Car il est évident que tout le système médical, les revues professionnelles, la formation continue, l’évaluation des pratiques professionnelles, les colloques savants, congrès et autres symposiums ne peuvent exister que grâce à des "partenariats" avec une industrie pharmaceutique intéressée. Comment peut-on imaginer un sponsor accepter que ses produits soient mis en cause dans une réunion de médecins ? Cela mettrait ses promoteurs en porte-à-faux ! L’autocensure règne en maîtresse des égarements potentiels.
L’argent public étant en quantité forcément insuffisante, la recherche médicale et les travaux des experts médicaux sont encore plus dépendants de ces financements, Il s’ensuit que les chercheurs du système hospitalo-universitaire sont peu regardants sur l’origine des fonds leur permettant de chercher, d’enseigner et de publier. Là aussi la censure est à l’œuvre, les projets financés en priorité étant ceux porteurs de développements industriels futurs. Plus le temps passe et plus la médecine clinique est instrumentée par les industriels, qui finissent par faire et défaire les carrières.
Ainsi je prendrai l’exemple du Pr Robert Molimard, fondateur il y a vingt ans de la Société de Tabacologie, qu’il a présidée pendant 20 ans avant d’être écarté au profit d’un pharmacologue beaucoup plus proche du réseau des laboratoires pharmaceutiques commercialisant des traitements médicamenteux que ne l’était R. Molimard. D’une façon générale toutes les associations dites ‘savantes’ de médecins, susceptibles de répandre la bonne parole sont influencées voire contrôlées par les industriels qui les subventionnent. Et il peut arriver que les associations de patients le soient aussi ! C’est le cas, toujours dans le domaine du tabagisme, de l’association Droits des non-fumeurs, dont le logo trône au beau milieu d’une page du site Entreprise sans tabac de Pfizer.

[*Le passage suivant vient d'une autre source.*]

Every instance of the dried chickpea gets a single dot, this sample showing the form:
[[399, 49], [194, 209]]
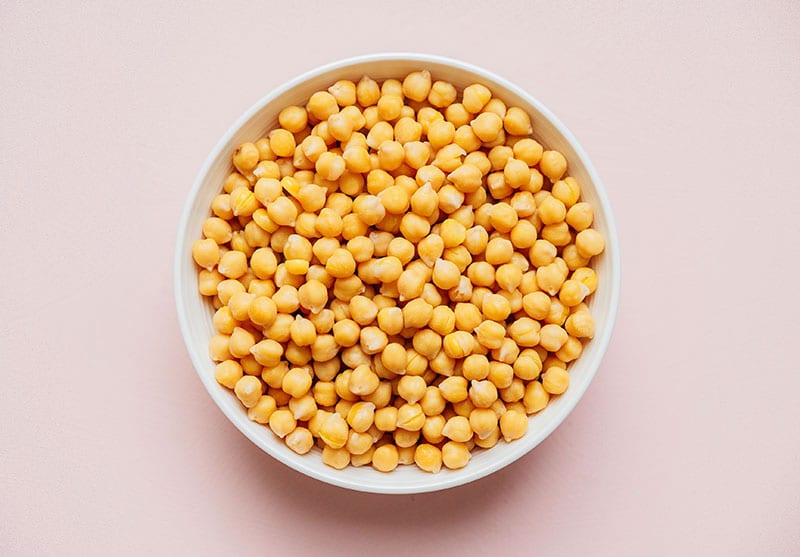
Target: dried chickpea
[[553, 165], [589, 243], [455, 455], [555, 380], [457, 429], [435, 273]]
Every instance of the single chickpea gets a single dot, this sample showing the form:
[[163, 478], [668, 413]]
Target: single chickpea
[[261, 411], [580, 216], [517, 122], [440, 133], [232, 292], [344, 91], [458, 344], [446, 275], [281, 422], [589, 243], [363, 310], [417, 313], [516, 173], [363, 381], [455, 455], [483, 422], [550, 278], [490, 334], [442, 320], [528, 367], [580, 324], [361, 416], [282, 211], [340, 264], [417, 85], [513, 425], [407, 130], [395, 200], [499, 251], [523, 235], [241, 342], [367, 91], [390, 320], [555, 380], [482, 393], [454, 389], [457, 115], [208, 281], [458, 429], [411, 388], [448, 158], [312, 148], [572, 292], [551, 211], [373, 340], [587, 276], [525, 331], [487, 126], [508, 277], [293, 119], [330, 165], [567, 190], [410, 417], [428, 458], [281, 142], [466, 138], [386, 418], [496, 307], [536, 397], [385, 458], [322, 104], [507, 353], [224, 321], [206, 253], [303, 408], [245, 157], [475, 97], [299, 440], [442, 94], [228, 373]]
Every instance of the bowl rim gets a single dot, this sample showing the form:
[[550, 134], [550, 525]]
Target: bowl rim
[[335, 477]]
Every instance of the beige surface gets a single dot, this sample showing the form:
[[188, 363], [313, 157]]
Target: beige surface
[[686, 442]]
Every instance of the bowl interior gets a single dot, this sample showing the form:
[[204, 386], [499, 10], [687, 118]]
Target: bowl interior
[[195, 313]]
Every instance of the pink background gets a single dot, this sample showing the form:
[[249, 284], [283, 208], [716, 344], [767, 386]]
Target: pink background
[[688, 441]]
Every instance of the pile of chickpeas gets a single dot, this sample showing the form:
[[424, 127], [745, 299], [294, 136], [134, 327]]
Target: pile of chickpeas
[[399, 272]]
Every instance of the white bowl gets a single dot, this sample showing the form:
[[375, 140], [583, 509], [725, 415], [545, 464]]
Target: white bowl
[[194, 312]]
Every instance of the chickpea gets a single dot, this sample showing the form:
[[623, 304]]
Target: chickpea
[[496, 307], [457, 429], [567, 190], [589, 243], [458, 344], [475, 97], [206, 253], [580, 325], [525, 331], [245, 157], [322, 104], [490, 334], [499, 251], [455, 455], [442, 94], [555, 380]]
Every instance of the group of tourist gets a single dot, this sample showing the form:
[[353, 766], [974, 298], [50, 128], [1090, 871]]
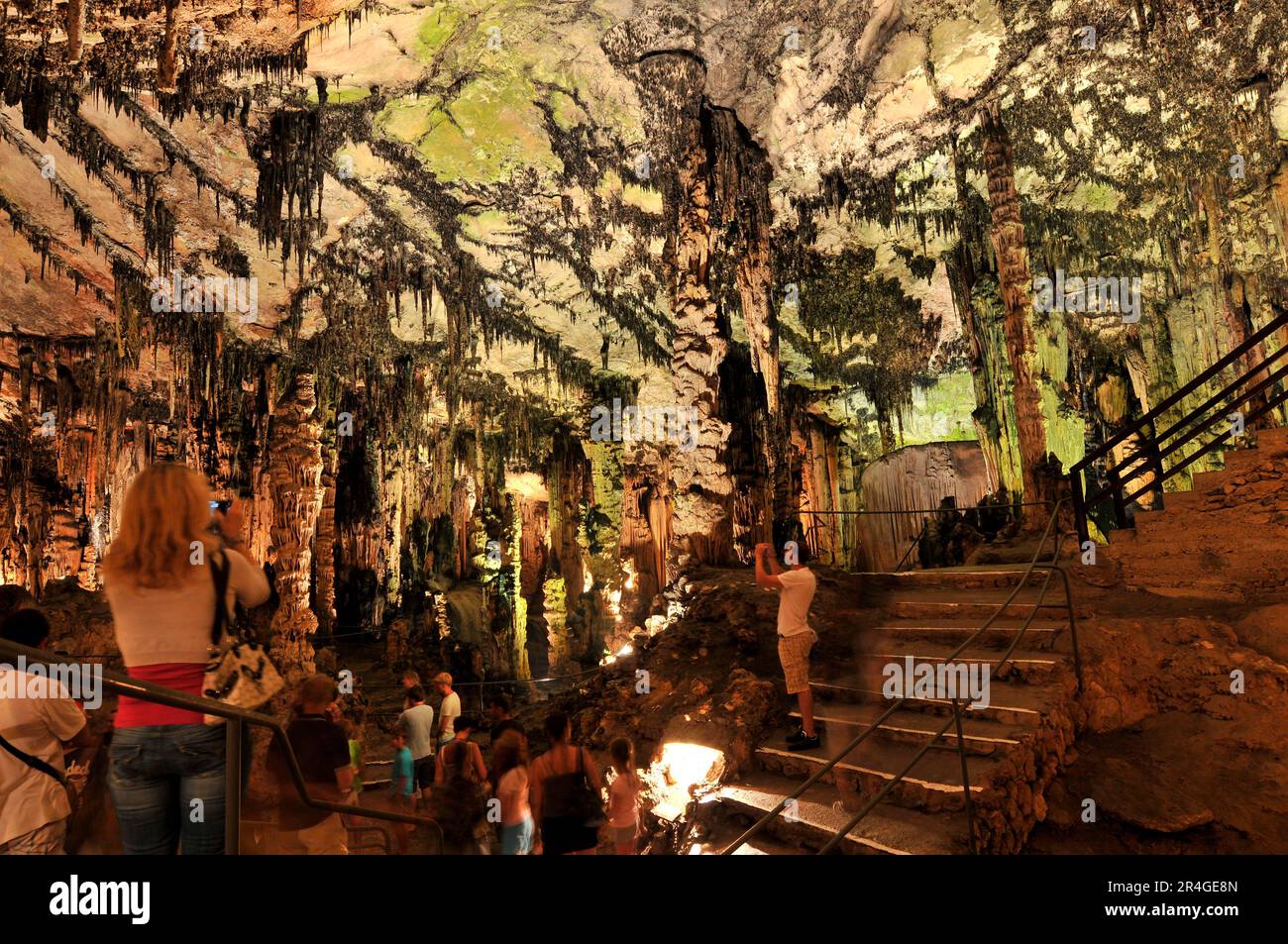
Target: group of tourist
[[174, 552], [542, 806]]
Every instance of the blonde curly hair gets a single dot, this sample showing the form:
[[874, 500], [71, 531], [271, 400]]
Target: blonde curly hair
[[166, 513]]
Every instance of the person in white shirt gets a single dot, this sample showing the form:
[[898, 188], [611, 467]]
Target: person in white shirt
[[34, 805], [417, 721], [795, 586], [449, 710]]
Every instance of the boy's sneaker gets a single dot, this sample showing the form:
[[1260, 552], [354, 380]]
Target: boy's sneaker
[[805, 743]]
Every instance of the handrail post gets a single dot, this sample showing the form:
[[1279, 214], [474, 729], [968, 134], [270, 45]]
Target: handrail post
[[1116, 487], [1080, 505], [232, 786], [1154, 460], [961, 752]]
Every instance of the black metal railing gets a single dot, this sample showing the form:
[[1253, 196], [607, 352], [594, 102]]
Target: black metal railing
[[1146, 468], [1052, 567], [235, 720]]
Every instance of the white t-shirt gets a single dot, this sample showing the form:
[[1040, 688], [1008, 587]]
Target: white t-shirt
[[794, 601], [449, 711], [419, 721], [172, 623], [30, 798]]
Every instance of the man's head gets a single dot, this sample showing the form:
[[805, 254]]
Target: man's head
[[14, 597], [26, 627], [558, 728], [316, 694], [498, 707], [795, 553]]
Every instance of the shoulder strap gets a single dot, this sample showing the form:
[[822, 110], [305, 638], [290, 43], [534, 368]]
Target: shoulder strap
[[219, 570], [34, 763]]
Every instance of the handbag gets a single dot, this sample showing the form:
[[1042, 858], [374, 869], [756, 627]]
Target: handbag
[[240, 673], [574, 796], [48, 769]]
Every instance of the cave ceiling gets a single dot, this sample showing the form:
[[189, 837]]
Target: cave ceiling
[[493, 158]]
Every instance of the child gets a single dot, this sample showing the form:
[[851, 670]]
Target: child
[[623, 797], [403, 786], [510, 780], [353, 734]]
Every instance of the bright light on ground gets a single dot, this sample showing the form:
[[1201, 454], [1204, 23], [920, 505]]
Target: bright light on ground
[[683, 771]]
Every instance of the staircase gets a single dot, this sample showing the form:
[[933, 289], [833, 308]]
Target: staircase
[[1225, 540], [1014, 747]]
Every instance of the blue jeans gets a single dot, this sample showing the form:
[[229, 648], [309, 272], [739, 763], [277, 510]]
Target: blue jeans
[[159, 773], [516, 840]]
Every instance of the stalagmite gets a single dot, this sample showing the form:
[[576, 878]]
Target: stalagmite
[[1016, 282], [294, 483]]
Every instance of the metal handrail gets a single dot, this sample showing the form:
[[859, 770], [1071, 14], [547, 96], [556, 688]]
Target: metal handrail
[[1149, 454], [1275, 323], [236, 717], [961, 750]]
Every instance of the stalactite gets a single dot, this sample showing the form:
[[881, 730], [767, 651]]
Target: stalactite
[[703, 488]]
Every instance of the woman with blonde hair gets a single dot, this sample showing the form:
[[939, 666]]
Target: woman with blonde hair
[[160, 578]]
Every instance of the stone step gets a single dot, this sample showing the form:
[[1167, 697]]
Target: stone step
[[977, 612], [1010, 702], [1179, 502], [932, 785], [980, 736], [1274, 441], [1206, 481], [1025, 662], [952, 577], [1003, 633], [819, 813]]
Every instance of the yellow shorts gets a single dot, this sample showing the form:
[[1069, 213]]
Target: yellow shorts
[[794, 653]]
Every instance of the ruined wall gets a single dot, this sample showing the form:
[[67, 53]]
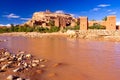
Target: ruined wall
[[110, 23], [83, 23]]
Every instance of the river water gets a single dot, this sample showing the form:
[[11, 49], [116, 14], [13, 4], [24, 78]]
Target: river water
[[82, 60]]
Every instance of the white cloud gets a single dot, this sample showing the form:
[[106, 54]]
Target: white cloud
[[109, 10], [12, 15], [5, 25], [96, 9], [25, 19], [59, 11], [112, 13], [104, 5]]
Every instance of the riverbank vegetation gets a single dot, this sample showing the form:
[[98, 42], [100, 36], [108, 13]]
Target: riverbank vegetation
[[96, 26], [27, 28]]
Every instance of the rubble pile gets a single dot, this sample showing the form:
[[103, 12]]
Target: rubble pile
[[18, 63]]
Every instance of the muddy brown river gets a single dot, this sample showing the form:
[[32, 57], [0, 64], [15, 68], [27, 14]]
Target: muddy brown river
[[82, 60]]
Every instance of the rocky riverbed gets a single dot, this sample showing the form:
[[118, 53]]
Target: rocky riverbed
[[22, 66]]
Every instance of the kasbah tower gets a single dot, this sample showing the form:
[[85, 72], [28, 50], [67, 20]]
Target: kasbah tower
[[110, 23], [66, 20]]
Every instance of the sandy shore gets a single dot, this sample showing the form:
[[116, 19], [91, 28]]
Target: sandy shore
[[100, 35]]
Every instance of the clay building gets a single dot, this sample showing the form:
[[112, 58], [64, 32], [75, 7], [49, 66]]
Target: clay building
[[47, 18], [62, 20]]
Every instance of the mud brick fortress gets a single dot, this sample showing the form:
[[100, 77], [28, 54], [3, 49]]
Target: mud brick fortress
[[62, 20]]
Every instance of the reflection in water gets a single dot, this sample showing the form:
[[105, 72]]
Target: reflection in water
[[86, 60]]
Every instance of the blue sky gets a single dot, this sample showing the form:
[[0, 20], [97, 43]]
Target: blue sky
[[19, 11]]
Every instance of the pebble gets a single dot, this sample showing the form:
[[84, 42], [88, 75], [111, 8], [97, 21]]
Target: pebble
[[10, 77]]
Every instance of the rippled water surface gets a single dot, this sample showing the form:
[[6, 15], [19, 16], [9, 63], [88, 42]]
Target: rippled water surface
[[83, 60]]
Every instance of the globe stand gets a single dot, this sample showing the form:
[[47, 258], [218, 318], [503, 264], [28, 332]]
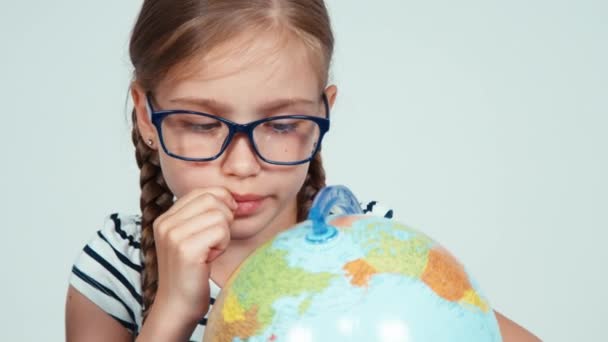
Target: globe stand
[[330, 201]]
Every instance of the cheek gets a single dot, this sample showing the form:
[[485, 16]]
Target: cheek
[[292, 179], [182, 177]]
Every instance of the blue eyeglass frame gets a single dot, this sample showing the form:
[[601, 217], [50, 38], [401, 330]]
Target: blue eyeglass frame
[[234, 128]]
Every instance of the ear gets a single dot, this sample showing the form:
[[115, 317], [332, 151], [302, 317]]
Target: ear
[[331, 92], [144, 124]]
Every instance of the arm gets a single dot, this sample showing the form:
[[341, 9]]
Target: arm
[[85, 321], [512, 332]]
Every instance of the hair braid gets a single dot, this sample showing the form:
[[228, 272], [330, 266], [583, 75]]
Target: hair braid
[[315, 180], [156, 198]]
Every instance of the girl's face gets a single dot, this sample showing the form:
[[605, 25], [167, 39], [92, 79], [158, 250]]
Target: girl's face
[[244, 80]]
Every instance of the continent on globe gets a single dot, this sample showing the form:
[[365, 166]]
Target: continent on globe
[[378, 280]]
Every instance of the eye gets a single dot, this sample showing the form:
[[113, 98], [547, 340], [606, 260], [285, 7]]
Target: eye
[[195, 123], [204, 127], [282, 126]]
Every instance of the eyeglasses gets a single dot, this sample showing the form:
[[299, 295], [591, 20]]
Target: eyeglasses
[[279, 140]]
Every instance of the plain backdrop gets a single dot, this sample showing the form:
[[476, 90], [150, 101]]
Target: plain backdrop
[[482, 123]]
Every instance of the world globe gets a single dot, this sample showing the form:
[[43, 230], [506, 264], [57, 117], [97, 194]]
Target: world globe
[[345, 276]]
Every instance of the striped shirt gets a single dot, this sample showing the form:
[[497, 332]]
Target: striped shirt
[[108, 270]]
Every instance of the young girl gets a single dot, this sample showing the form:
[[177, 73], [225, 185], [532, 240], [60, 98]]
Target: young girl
[[231, 104]]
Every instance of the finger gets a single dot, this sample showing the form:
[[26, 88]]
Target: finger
[[196, 224], [199, 205], [215, 240], [219, 192]]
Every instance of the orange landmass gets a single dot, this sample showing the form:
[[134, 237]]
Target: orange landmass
[[226, 332], [445, 275], [360, 271]]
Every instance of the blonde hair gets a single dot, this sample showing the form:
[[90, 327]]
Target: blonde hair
[[166, 36]]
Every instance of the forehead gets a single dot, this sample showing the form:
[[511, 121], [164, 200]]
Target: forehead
[[249, 68]]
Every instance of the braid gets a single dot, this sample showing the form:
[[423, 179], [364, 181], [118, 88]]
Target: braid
[[156, 198], [315, 180]]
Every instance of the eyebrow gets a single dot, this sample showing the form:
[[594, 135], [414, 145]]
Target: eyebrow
[[214, 105]]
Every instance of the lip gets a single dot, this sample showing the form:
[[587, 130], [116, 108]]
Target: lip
[[247, 204], [247, 197]]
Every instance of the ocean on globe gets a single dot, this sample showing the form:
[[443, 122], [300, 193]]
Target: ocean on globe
[[376, 280]]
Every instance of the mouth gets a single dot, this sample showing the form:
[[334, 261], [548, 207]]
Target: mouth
[[248, 204]]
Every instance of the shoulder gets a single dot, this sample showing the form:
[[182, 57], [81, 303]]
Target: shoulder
[[108, 269]]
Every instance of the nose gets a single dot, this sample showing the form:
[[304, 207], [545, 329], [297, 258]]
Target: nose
[[240, 158]]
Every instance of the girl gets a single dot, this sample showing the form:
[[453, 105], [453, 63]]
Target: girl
[[231, 104]]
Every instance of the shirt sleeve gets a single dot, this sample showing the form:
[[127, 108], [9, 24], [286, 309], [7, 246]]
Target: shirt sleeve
[[108, 270]]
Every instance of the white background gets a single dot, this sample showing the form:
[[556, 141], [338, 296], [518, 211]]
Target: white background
[[482, 123]]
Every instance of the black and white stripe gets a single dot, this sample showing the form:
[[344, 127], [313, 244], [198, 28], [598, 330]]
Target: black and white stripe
[[108, 271]]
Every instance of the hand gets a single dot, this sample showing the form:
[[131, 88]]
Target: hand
[[191, 234]]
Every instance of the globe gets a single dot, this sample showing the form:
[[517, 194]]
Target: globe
[[345, 276]]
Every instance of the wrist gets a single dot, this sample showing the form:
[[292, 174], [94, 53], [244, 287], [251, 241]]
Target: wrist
[[166, 322]]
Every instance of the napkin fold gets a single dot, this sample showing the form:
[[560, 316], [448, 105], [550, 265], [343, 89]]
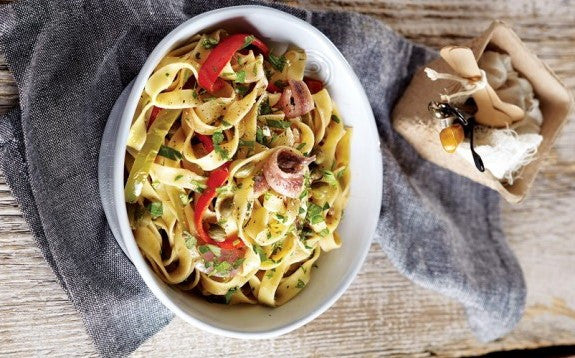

On disait dans le temps que l’hôpital se moquait de la charité. Il n’est plus lieu pour les médecins de se moquer des pharmaciens dont ils sont devenus en quelque sorte les ‘obligés’.
Un médecin généraliste estimait récemment qu’il était destinataire de 100 kg de prospectus professionnels par an. La médecine est dopée à la pharmacie et, dans le peloton, honte à celui qui révélera le pot au roses ou cessera les attitudes complaisantes. En médecine de ville, le praticien qui refuse les ordonnances à rallonge se met à dos une partie de sa clientèle. Le Conseil de l’ordre veille à ce que la solidarité professionnelle et confraternelle ne soit pas entamée. Etc. Comment sortir de cette impasse où les gagnants sont ceux qui acceptent les plus grandes compromissions ? Cela ne sera pas plus facile que d’éliminer les dérives reconnues dans le cyclisme et ailleurs.